Chronique du sentiment amoureux : violent et soumis au temps qui passe.
Blue Valentine a tout du déjà-vu, et pourtant. Il narre l'Amour comme rarement fait auparavant. Le récit non-linéaire d'instants de vie, de ces deux amoureux est violant. Le film brille par son réalisme. Le décalage est frappant avec la passion des débuts et la routine lancinante, empoisonnante du quotidien. La mise en scène y est pour beaucoup, les acteurs y sont pour beaucoup. Michelle Williams et Ryan Gosling sont touchants de réalisme, ils sont leurs personnages et on y croit. On croit à ces moments de volupté amoureuse aussi fortement qu'à ces moments où la passion se fane. L'amour est bleu, l'amour est Blue Valentine. Inévitablement, on sait où le couple se dirige, on essaye de comprendre comment, pourquoi ? Qu'est-ce qui fait que l'amour peut foutre le camp aussi vite qu'il arrive ? Y'a -t-il un coupable à blâmer ou juste le temps qui passe et emporte avec lui les amants autrefois unis ? Blue Valentine, c'est l'érosion d'un couple, c'est l'érosion de deux individus opposés. Ils se sont rencontrés, se sont plus, mais au final la cadence n'est plus. Cindy est devenue infirmière et non médecin comme elle le désirait. Lui n'as pas beaucoup évolué socialement, se cantonnant à un petit boulot. Le problème des deux c'est qu'avec le temps, la communication ne passe plus. Elle lui reproche ses regrets, son côté enfantin pendant qu'il lui clame son amour et ne voit pas où est le problème. Ils ne se comprennent plus malgré l'Amour qui subsiste, fort mais plus aussi fort qu'avant. Dans Blue Valentine, l'Amour ne résiste pas au temps. Il existe, mais ne dure qu'un temps. On est pas toujours sur la même longueur d'onde même si on le voudrait fortement. Au final, il n'y a pas de coupable et en chercher un dans Blue Valentine serait nier le propos même du film. Ici, l'Amour fait loi mais le temps passe et on n'y peut rien aussi fort qu'on essaye d'y échapper. "I'm just no gonna do it you know, die. I'm just not." dit-il.
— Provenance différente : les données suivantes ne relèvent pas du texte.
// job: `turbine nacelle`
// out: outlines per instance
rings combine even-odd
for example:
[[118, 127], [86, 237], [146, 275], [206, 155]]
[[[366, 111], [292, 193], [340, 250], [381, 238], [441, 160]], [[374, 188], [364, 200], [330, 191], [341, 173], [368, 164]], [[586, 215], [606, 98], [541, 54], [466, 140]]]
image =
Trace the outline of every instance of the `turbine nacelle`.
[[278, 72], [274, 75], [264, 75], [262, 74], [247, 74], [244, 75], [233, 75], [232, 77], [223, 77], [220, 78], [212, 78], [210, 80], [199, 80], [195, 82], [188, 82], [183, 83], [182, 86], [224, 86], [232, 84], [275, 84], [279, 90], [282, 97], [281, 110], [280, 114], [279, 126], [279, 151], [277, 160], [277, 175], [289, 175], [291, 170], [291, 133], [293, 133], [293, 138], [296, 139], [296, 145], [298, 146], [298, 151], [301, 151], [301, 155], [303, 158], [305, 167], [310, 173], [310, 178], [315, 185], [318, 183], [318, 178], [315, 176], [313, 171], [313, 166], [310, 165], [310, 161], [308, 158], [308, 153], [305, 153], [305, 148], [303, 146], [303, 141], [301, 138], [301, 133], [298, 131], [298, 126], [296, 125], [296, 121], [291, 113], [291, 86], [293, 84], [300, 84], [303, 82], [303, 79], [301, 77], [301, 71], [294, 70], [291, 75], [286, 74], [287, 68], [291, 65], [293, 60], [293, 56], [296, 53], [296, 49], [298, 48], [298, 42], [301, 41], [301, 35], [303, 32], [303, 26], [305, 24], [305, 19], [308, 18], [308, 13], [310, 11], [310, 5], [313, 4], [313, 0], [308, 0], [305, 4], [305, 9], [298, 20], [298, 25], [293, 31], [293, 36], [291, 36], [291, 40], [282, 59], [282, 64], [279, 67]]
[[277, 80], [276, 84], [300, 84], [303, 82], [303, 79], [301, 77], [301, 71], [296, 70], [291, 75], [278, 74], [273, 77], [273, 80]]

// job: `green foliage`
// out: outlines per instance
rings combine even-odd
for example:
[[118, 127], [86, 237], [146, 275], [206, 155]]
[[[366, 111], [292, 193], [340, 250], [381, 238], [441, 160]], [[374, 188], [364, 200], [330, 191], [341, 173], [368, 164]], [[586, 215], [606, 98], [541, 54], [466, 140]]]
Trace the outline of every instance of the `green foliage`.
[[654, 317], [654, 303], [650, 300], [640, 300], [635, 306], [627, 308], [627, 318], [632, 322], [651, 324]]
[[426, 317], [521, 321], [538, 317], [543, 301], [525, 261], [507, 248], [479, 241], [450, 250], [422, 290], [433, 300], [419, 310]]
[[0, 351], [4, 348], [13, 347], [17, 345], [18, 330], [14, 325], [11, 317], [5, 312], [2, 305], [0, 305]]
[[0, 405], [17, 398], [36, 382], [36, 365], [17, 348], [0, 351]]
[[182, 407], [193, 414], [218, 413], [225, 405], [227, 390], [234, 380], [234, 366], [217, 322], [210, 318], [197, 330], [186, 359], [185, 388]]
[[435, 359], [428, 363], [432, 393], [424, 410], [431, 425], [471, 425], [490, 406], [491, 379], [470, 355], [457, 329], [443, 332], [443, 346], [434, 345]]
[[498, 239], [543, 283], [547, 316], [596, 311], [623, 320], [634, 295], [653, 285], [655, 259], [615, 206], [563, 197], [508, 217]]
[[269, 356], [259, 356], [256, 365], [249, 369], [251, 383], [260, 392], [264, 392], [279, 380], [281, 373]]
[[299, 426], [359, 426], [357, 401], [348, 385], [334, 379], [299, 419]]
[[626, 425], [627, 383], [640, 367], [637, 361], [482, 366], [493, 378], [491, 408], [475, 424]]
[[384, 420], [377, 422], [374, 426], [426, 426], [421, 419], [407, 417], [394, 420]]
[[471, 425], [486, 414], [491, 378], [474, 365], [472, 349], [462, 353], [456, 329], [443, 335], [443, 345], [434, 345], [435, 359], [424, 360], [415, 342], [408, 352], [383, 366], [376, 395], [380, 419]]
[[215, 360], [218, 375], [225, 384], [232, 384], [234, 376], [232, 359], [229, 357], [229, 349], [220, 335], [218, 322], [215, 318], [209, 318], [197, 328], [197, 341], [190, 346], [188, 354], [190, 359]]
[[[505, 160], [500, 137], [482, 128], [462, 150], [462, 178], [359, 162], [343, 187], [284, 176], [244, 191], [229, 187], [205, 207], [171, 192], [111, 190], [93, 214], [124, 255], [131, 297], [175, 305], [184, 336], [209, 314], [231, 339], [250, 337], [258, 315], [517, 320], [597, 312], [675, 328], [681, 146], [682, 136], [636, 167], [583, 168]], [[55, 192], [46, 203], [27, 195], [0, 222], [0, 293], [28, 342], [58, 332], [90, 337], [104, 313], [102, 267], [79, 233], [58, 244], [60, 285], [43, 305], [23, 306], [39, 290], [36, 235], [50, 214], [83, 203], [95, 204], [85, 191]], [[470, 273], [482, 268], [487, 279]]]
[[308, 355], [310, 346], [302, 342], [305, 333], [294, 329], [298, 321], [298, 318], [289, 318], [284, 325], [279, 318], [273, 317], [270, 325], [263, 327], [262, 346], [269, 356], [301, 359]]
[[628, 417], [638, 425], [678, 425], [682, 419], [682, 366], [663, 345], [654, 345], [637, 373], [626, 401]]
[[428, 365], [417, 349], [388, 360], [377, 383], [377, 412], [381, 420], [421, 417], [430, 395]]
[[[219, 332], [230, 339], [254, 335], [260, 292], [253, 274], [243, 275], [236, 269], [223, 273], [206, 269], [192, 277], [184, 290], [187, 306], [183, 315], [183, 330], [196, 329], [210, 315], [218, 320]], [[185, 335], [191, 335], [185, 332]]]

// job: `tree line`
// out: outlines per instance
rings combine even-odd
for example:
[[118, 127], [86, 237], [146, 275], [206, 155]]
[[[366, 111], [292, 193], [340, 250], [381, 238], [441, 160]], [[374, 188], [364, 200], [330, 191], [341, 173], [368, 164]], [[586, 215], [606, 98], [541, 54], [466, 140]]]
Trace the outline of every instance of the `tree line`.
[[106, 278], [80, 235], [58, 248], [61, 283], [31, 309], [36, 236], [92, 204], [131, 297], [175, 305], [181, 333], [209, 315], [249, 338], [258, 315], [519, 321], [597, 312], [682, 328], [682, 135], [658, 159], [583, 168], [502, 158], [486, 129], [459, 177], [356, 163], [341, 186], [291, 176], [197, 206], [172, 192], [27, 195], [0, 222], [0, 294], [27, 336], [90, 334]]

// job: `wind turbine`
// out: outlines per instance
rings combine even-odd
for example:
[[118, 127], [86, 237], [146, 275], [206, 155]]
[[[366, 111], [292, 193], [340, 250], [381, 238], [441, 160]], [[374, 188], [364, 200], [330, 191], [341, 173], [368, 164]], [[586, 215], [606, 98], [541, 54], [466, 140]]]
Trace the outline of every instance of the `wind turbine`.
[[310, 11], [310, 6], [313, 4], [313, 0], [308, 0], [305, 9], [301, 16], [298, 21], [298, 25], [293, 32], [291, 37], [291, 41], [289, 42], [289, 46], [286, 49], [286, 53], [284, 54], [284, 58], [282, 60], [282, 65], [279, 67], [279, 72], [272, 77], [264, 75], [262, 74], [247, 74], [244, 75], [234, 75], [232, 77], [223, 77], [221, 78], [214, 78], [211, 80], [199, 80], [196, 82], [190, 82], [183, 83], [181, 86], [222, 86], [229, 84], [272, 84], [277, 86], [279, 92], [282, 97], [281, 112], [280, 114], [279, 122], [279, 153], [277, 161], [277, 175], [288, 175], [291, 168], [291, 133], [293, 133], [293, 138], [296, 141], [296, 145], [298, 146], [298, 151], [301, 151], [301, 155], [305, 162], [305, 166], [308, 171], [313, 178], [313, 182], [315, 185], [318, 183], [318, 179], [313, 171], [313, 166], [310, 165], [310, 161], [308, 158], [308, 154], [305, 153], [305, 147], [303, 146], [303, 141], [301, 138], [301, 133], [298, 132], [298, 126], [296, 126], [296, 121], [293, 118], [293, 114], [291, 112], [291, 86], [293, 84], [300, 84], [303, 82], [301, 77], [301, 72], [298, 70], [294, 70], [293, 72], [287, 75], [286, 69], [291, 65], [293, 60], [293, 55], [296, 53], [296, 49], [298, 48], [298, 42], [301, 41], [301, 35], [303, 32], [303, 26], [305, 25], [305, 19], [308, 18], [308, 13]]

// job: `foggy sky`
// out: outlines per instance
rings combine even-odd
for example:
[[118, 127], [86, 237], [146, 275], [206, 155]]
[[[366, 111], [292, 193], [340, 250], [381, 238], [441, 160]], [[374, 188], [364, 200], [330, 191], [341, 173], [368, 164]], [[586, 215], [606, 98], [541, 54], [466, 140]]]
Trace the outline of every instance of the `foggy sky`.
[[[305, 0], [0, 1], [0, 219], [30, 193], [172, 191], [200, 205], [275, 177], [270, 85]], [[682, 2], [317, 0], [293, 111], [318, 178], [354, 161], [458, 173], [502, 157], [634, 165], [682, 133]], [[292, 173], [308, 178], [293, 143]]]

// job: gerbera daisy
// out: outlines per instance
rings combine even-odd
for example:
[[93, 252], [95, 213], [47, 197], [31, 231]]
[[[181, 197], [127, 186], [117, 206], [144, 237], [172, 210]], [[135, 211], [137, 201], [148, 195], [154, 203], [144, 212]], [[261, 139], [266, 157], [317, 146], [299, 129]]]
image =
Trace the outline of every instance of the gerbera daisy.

Ce beau projet mérite le détour pour sa beauté. Le couple est immensément crédible. (J'y ai redécouverts des acteurs dont je pensais connaître la palette.) Peut-être aussi parce que le projet leur tenait à cœur (ils y ont mis leur argent, se sont beaucoup investis.) Blue Valentine ne dégage pas un optimisme débordant, et c'est un euphémisme. C'est pour cela qu'il est violent, aussi cruel que beau. Comme l'amour, le film de Cianfrance est sans concession. Pourtant on ne détourne pas les yeux et on se lance dans une fable dont on connait la fin mais dont on veut savourer chaque instants à la fois empreinte d'une complicité infinie ou d'une lassitude effrayante pour les deux amoureux qui s'aiment mais ne savent plus comment faire pour que l'autre l'entende, le comprenne encore. Oui, car c'est peut-être cela l'Amour. Il est violent, sans concession, mais mérite d'être vécu.